Abstract

Characterizing the integrative physiology of the bladder requires whole organ preparations. The purpose of this study was to validate an isolated large animal (pig) bladder preparation, through arterial and intravesical drug administration, intravesical pressure recording, and filming of surface micromotions. Female pig bladders were obtained from the local abattoir and arterially perfused in vitro. Arterial and intravesical pressures were recorded at varying volumes.

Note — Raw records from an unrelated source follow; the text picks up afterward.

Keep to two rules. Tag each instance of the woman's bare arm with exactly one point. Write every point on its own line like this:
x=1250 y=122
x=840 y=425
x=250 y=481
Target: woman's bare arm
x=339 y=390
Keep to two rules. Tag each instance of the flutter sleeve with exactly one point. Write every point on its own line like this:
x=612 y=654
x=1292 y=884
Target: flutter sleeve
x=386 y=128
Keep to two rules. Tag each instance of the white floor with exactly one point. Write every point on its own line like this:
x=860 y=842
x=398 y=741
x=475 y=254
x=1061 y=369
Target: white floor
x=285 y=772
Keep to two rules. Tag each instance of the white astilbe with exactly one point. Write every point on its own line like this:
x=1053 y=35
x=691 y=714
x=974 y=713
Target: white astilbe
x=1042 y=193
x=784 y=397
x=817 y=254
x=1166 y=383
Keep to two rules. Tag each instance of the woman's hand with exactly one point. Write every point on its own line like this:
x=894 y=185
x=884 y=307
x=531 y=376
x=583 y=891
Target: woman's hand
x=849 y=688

Bladder viability was assessed histologically and by monitoring inflow and outflow pH. Arterial drug administration employed boluses introduced into the perfusate. Intravesical administration involved slow instillation and a prolonged dwell-time. Surface micromotions were recorded by filming the separation of surface markers concurrently with intravesical pressure measurement. Adequate perfusion to all bladder layers was achieved for up to 8 h; there was no structural deterioration nor alteration in inflow and effluent perfusate pH. Arterial drug administration (carbachol and potassium chloride) showed consistent dose-dependent responses. Localized movements (micromotions) occurred over the bladder surface, with variable correlation with fluctuations of intravesical pressure. The isolated pig bladder is a valid approach to study integrative bladder physiology. It remains viable when perfused in vitro, responds to different routes of drug administration and provides a model to correlate movements of the bladder wall directly to variation of intravesical pressure.

Highlights

  • The primary physiological functions of the urinary bladder are the storage of urine at relatively low intravesical pressure and its expulsion at appropriate times

  • The contractile properties of the bladder are controlled by descending central inhibition and activation which overlay a complex autonomous activity. The latter is most readily characterized when the bladder is freed from central control (Van Duyl, 1985; Coolsaet et al, 1993; Sugaya and de Groat, 2000; Drake et al, 2003a,b; Gevaert et al, 2009). It is manifest as localized contractions and stretches of the bladder wall which can be enhanced by increases in intravesical volume or by applying a muscarinic receptor agonist at low concentrations (Gillespie et al, 2003; Lagou et al, 2004)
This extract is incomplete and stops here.